Executive Interview Questions:

  1. Describe a time that you had to achieve XYZ for a previous employer, how did you do that, how long did it take you, how successful where you?

Our goal with this question is to allow you to find out how an executive candidate will handle your business challenges by understanding how they have handled similar situations in the past with previous employers. This allows you to understand their judgement, thought process, decision making, strategy and finally their ability to solve the problem or challenge effectively and with great results. This will also give you an idea of the areas that the executive candidate may find difficult or challenging.
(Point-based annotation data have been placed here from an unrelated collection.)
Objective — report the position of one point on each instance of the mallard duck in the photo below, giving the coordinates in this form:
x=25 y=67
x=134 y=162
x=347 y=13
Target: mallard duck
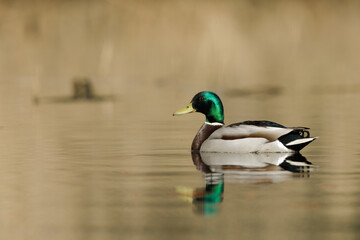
x=243 y=137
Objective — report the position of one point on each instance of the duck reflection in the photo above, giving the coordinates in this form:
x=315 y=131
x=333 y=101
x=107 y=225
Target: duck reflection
x=219 y=168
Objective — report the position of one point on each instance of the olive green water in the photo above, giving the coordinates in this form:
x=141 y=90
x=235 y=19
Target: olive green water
x=120 y=167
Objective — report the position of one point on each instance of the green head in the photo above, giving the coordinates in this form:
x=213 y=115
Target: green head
x=207 y=103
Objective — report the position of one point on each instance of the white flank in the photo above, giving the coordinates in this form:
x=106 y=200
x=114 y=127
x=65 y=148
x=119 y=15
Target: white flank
x=300 y=141
x=245 y=145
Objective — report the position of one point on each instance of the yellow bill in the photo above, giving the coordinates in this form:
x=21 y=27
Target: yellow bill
x=187 y=109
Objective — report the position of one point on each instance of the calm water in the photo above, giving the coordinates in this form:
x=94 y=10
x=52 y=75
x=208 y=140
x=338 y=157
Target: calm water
x=123 y=170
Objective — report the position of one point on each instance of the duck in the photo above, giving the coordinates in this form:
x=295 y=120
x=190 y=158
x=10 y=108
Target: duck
x=243 y=137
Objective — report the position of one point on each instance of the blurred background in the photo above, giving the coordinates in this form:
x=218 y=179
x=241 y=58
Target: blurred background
x=107 y=166
x=123 y=45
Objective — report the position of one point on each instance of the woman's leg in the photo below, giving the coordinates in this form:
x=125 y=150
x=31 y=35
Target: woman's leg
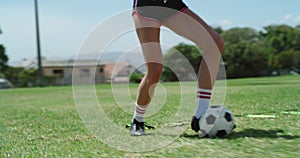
x=148 y=33
x=192 y=27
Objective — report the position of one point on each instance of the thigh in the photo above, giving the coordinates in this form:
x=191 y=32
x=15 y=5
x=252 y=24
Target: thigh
x=189 y=25
x=148 y=33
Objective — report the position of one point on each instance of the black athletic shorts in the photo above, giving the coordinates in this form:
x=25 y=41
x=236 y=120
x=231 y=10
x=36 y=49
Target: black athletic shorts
x=158 y=10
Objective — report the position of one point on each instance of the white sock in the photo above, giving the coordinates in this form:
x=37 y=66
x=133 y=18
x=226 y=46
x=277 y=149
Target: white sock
x=139 y=113
x=203 y=101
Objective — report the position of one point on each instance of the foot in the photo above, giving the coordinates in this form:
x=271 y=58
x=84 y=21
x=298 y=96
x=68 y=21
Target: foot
x=137 y=128
x=195 y=124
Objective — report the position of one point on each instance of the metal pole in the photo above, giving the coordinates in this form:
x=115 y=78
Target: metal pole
x=40 y=69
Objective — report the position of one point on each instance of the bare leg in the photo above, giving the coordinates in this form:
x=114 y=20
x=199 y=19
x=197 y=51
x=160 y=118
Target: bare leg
x=192 y=27
x=148 y=33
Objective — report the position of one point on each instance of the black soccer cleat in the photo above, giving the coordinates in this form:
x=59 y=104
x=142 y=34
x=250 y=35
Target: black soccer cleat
x=195 y=124
x=137 y=128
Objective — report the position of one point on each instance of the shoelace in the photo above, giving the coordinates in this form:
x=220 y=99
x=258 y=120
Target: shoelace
x=145 y=125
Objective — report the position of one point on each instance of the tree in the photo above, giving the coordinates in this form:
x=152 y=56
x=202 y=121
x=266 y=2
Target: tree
x=281 y=37
x=177 y=61
x=244 y=53
x=287 y=61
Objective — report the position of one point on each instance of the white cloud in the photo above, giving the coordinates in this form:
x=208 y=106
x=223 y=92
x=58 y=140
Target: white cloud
x=225 y=22
x=287 y=17
x=297 y=19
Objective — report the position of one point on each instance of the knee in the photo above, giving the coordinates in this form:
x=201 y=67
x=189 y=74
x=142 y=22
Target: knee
x=154 y=72
x=220 y=44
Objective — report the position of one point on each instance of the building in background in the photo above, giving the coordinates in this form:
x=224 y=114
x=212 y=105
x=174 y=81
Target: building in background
x=86 y=71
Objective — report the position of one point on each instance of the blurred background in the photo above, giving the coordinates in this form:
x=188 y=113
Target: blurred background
x=262 y=39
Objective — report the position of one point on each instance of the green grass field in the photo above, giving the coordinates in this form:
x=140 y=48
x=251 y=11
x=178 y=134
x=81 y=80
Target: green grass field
x=44 y=122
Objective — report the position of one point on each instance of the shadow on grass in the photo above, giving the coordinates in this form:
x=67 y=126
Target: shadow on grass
x=252 y=133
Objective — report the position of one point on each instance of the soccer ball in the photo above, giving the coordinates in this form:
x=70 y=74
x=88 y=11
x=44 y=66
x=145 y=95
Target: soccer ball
x=218 y=121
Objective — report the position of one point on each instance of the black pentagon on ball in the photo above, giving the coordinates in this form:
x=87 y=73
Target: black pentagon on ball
x=221 y=134
x=228 y=117
x=210 y=119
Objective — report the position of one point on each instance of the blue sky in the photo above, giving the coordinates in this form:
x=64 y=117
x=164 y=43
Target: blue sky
x=65 y=23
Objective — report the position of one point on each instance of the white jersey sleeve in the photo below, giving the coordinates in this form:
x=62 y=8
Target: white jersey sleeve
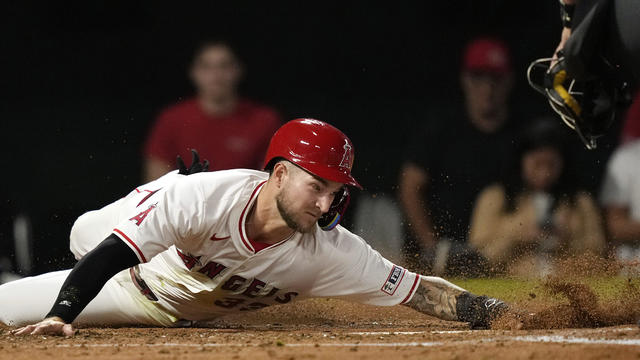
x=167 y=216
x=356 y=272
x=618 y=180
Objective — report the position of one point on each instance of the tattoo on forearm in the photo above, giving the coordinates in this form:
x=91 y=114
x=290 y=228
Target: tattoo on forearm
x=437 y=297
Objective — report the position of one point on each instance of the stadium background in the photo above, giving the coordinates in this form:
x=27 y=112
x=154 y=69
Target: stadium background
x=81 y=84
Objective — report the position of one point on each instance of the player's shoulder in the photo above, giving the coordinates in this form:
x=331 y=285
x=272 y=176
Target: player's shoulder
x=339 y=239
x=234 y=183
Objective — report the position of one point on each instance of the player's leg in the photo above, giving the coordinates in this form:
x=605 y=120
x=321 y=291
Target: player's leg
x=27 y=301
x=92 y=227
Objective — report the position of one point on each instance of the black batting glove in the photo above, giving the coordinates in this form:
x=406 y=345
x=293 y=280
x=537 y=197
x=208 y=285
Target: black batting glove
x=196 y=165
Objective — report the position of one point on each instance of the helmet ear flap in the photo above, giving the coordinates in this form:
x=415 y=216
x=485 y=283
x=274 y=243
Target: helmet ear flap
x=332 y=218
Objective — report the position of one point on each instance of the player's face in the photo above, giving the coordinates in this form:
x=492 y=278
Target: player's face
x=304 y=198
x=541 y=168
x=216 y=72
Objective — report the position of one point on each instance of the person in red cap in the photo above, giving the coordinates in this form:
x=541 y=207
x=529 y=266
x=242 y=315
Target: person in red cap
x=231 y=131
x=213 y=243
x=458 y=152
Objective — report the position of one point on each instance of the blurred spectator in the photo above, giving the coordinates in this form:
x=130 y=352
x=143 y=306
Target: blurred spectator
x=620 y=198
x=227 y=130
x=535 y=212
x=454 y=157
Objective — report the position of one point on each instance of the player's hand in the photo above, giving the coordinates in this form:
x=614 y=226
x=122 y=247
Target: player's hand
x=49 y=326
x=196 y=165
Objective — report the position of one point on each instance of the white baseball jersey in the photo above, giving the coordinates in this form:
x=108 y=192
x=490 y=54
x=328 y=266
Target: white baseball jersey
x=212 y=268
x=198 y=263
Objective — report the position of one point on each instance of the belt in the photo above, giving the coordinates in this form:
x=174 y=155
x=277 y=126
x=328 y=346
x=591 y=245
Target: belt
x=141 y=285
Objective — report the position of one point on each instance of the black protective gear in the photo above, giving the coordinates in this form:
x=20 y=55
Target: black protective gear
x=196 y=165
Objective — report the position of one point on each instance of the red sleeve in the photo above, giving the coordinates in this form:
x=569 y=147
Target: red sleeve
x=161 y=141
x=631 y=129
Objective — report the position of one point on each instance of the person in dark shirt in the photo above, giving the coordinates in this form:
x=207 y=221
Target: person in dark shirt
x=455 y=156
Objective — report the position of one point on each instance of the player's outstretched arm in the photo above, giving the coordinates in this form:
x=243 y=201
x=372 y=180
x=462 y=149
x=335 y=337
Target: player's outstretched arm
x=442 y=299
x=82 y=285
x=49 y=326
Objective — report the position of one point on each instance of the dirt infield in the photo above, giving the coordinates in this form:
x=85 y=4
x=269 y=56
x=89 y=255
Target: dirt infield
x=329 y=329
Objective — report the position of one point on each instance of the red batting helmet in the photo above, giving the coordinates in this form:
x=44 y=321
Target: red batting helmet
x=315 y=146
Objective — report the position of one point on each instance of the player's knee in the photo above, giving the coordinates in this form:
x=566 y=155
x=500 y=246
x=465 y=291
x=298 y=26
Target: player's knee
x=77 y=237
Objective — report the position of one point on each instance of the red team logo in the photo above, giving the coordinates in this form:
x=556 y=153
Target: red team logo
x=346 y=157
x=140 y=217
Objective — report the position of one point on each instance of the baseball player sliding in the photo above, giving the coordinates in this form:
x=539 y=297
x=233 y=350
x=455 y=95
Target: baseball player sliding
x=212 y=243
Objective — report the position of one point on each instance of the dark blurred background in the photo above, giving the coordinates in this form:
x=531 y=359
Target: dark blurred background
x=82 y=83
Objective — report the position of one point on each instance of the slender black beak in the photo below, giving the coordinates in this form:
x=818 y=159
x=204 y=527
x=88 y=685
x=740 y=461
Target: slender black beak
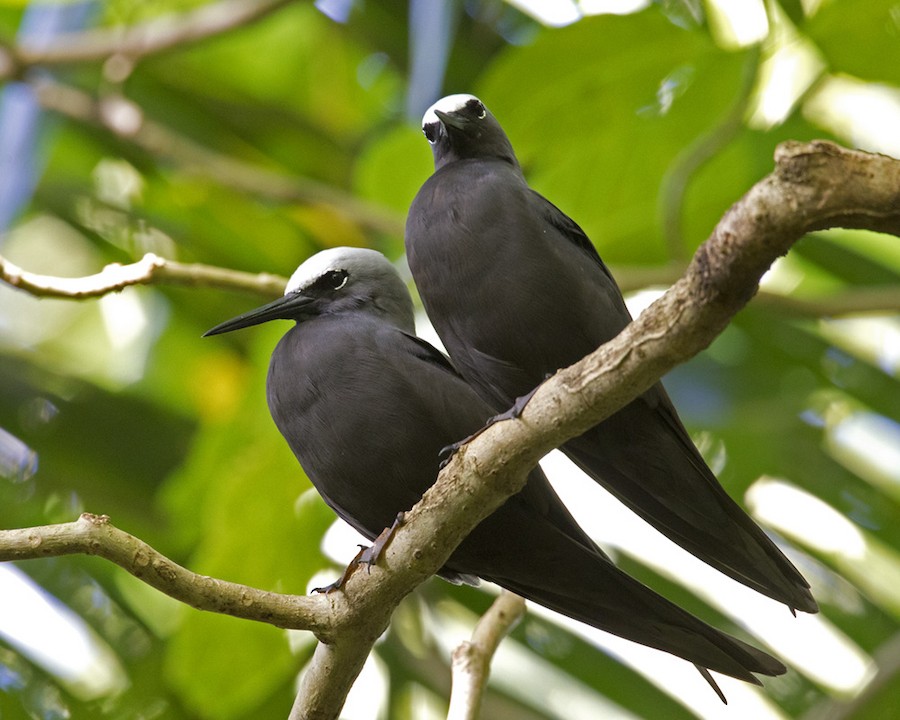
x=454 y=120
x=288 y=307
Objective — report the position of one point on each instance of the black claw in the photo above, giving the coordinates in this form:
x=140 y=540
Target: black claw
x=448 y=451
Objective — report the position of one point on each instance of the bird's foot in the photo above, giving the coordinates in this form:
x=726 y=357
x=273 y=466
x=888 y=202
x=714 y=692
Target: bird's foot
x=367 y=555
x=513 y=413
x=370 y=555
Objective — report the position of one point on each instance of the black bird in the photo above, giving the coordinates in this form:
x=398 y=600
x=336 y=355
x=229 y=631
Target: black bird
x=516 y=290
x=366 y=407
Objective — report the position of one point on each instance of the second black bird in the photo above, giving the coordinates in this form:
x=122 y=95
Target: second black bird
x=516 y=291
x=366 y=407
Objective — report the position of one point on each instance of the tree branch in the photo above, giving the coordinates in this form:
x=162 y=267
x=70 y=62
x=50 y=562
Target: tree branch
x=150 y=269
x=127 y=121
x=155 y=36
x=95 y=535
x=471 y=662
x=814 y=186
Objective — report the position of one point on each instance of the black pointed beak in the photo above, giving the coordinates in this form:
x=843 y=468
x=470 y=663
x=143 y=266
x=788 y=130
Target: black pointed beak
x=288 y=307
x=454 y=120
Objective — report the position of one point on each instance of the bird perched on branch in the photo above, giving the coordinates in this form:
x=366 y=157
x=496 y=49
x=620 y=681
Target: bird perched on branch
x=366 y=406
x=516 y=291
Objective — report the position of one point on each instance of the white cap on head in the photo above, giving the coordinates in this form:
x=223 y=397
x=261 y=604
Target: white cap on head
x=448 y=104
x=360 y=261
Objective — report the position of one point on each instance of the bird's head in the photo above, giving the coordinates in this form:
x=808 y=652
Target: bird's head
x=460 y=127
x=335 y=281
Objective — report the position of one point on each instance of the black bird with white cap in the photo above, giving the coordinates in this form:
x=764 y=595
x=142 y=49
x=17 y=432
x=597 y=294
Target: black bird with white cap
x=516 y=291
x=366 y=407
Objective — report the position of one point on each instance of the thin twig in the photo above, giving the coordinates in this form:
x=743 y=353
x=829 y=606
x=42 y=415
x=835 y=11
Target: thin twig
x=127 y=120
x=158 y=35
x=471 y=662
x=697 y=154
x=148 y=270
x=153 y=270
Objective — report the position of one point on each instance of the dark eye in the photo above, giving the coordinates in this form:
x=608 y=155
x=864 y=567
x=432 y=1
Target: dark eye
x=476 y=108
x=334 y=279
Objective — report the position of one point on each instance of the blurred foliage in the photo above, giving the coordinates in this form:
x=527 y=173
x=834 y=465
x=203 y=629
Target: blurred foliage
x=635 y=125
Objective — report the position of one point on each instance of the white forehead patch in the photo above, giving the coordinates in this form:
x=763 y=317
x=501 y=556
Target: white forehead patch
x=448 y=104
x=354 y=260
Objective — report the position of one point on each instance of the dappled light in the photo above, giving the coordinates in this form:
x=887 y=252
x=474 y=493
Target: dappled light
x=249 y=136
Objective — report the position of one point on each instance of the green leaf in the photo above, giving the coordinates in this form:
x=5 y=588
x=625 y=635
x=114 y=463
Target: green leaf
x=859 y=37
x=598 y=138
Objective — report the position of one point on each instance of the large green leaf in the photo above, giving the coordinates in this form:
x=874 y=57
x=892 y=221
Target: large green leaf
x=599 y=111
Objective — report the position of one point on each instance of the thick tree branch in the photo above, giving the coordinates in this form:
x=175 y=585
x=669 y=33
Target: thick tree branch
x=155 y=36
x=471 y=663
x=814 y=186
x=94 y=535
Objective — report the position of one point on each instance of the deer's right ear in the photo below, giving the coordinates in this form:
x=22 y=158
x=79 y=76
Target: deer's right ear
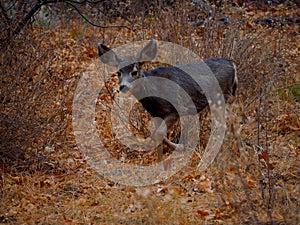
x=108 y=56
x=148 y=53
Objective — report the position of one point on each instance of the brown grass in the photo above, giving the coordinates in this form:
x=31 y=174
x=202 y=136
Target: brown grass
x=45 y=179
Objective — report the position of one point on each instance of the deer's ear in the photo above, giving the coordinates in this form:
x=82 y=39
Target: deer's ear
x=148 y=52
x=108 y=56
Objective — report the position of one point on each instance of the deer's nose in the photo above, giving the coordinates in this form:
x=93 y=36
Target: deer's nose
x=124 y=88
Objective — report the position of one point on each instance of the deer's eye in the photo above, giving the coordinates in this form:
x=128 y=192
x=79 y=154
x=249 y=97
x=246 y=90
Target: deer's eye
x=134 y=74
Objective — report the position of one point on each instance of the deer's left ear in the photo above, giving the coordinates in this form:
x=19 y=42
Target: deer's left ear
x=149 y=52
x=108 y=56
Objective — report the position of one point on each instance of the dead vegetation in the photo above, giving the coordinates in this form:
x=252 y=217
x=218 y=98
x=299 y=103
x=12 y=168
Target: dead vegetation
x=255 y=178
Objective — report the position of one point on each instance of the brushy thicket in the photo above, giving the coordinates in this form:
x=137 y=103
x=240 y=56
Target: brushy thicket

  1. What size organization and budgets has this executive candidate worked for and within in the past to achieve a result?

The goal here is to see if this executive is a culture fit for your organization. If they have worked mostly for large companies with a lot of resources, you may question if they are a culture fit for a startup. Have they managed to create a result with small budgets, are they agile and scrappy or are they used to a lot of layers of decision making and slow decision making processes with large budgets? For a marketing executive, you need to ask, if this executive had a large advertising budget and were representing an iconic brand in the past, what if any translation will you achieve with a unknown brand and little or no budget?

  1. Try to avoid obvious questions. Hopefully, you have a sourcer, prior to the executive candidate reaching your desk, so you know that any concerns in logistics, gaps in employment, a lot of movement, their willingness to relocate, their commute time comfort level, their virtual work desires/needs, their price range, etc. have already been addressed and aligned.
  1. What is the executive candidate’s values and do these values align with your organization’s values. Ask questions around what the executive candidate values in a work environment and make sure these key values align with your organizations key values.
  1. Is the executive candidate passionate about your offering, do they become excited, inspired by the role and what the role entails? Do they see the same destination that you/your company does at the 1 year plan for the role?
  1. How well does the executive candidate tell a story? Ask them to tell a story about themselves, this will allow you to see how good of a storyteller they are, and what they value in their own experiences.
  1. How well do you handle difficult situations, what do you do when you are faced with one, how did you not give up? As in anything, there will always be difficult times, you want to get an understanding of how this executive candidate responds to difficulty.

These are some suggestions for questions to get an executive candidate in a conversation about what they have done in the past and how their successes and challenges can add to your organization’s goals.